1926—Aimee Semple McPherson Disappears
In the U.S., Canadian born evangelist Aimee Semple McPherson disappears from Venice Beach, California in the middle of the afternoon. She is initially thought to have drowned, but on June 23, McPherson stumbles out of the desert in Agua Prieta, a Mexican town across the border from Douglas, Arizona, claiming to have been kidnapped, drugged, tortured and held for ransom in a shack by two people named Steve and Mexicali Rose. However, it soon becomes clear that McPherson's tale is fabricated, though to this day the reasons behind it remain unknown. 1964—Mods and Rockers Jailed After Riots
In Britain, scores of youths are jailed following a weekend of violent clashes between gangs of Mods and Rockers in Brighton and other south coast resorts. Mods listened to ska music and The Who, wore suits and rode Italian scooters, while Rockers listened to Elvis and Gene Vincent, and rode motorcycles.
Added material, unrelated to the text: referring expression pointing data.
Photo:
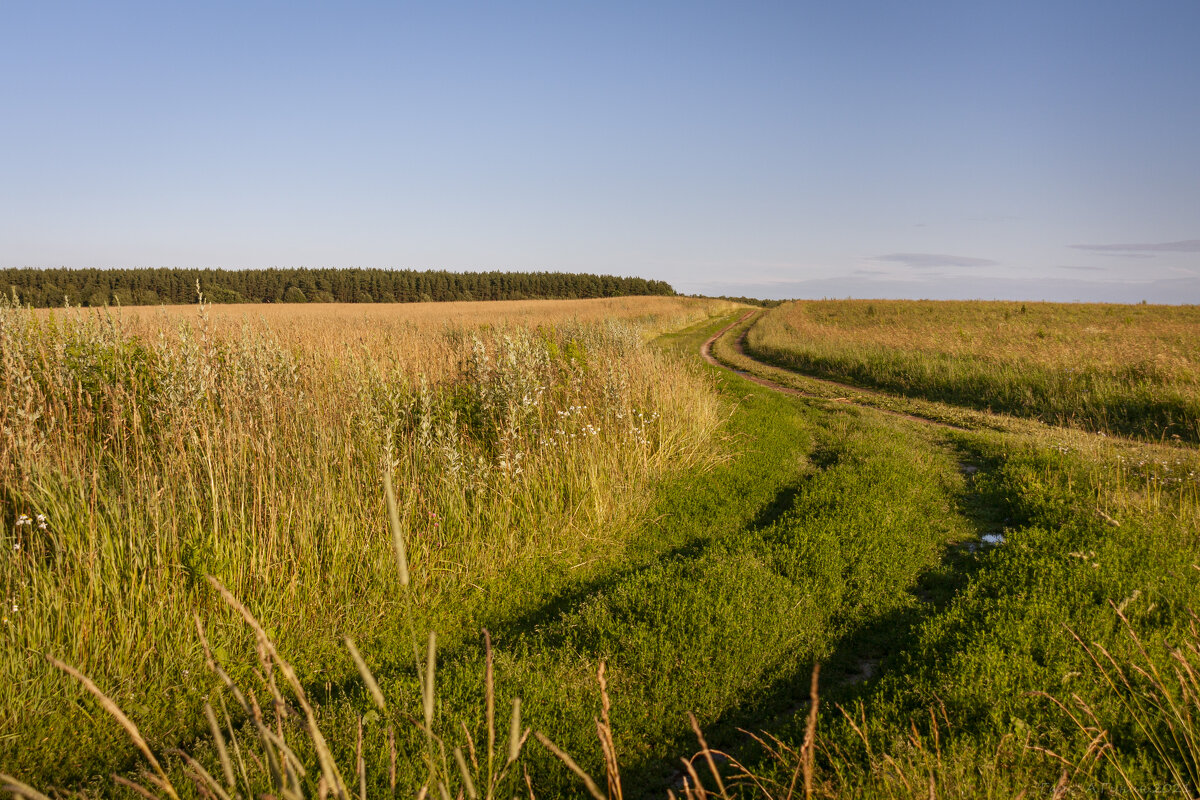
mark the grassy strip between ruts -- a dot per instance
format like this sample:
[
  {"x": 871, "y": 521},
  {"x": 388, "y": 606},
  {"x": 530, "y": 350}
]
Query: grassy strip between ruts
[{"x": 1102, "y": 539}]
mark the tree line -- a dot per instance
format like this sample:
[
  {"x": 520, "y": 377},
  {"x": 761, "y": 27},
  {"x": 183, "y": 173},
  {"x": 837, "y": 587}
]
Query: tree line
[{"x": 165, "y": 286}]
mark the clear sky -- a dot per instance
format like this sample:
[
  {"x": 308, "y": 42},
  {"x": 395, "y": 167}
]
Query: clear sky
[{"x": 959, "y": 149}]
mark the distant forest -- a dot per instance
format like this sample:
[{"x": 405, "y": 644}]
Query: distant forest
[{"x": 173, "y": 287}]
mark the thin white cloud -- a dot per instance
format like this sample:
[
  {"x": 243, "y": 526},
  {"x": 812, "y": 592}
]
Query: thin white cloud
[
  {"x": 927, "y": 260},
  {"x": 1186, "y": 246}
]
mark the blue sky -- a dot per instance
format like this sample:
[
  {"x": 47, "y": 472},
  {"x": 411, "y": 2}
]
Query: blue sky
[{"x": 1026, "y": 150}]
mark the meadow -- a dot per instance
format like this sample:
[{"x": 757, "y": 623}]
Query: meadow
[
  {"x": 1125, "y": 370},
  {"x": 995, "y": 608}
]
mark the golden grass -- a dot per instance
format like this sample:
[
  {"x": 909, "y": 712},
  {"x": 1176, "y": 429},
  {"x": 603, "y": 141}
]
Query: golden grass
[
  {"x": 162, "y": 446},
  {"x": 1126, "y": 370},
  {"x": 1159, "y": 340}
]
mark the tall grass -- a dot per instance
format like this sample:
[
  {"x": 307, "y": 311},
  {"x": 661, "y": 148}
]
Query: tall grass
[
  {"x": 147, "y": 462},
  {"x": 1127, "y": 370}
]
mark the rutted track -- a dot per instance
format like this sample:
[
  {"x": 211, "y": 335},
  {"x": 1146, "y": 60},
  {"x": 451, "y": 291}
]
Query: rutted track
[{"x": 706, "y": 352}]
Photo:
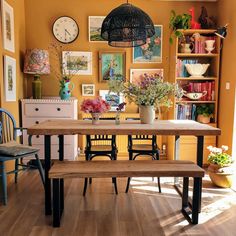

These differences triggered the violence. 1974—Police Raid SLA Headquarters
In the U.S., Los Angeles police raid the headquarters of the revolutionary group the Symbionese Liberation Army, resulting in the deaths of six members. The SLA had gained international notoriety by kidnapping nineteen-year old media heiress Patty Hearst from her Berkeley, California apartment, an act which precipitated her participation in an armed bank robbery. 1978—Charlie Chaplin's Missing Body Is Found
Eleven weeks after it was disinterred and stolen from a grave in Corsier near Lausanne, Switzerland, Charlie Chaplin's corpse is found by police. Two men—Roman Wardas, a 24-year-old Pole, and Gantscho Ganev, a 38-year-old Bulgarian—are convicted in December of stealing the coffin and trying to extort £400,000 from the Chaplin family. 1918—U.S. Congress Passes the Sedition Act
In the U.S., Congress passes a set of amendments to the Espionage Act called the Sedition Act, which makes "disloyal, profane, scurrilous, or abusive language" about the United States government, its flag, or its armed forces, as well as language that causes foreigners to view the American government or its institutions with contempt, an imprisonable offense. The Act specifically applies only during times of war, but later is pushed by politicians as a possible peacetime law, specifically to prevent political uprisings in African-American communities. But the Act is never extended and is repealed entirely in 1920.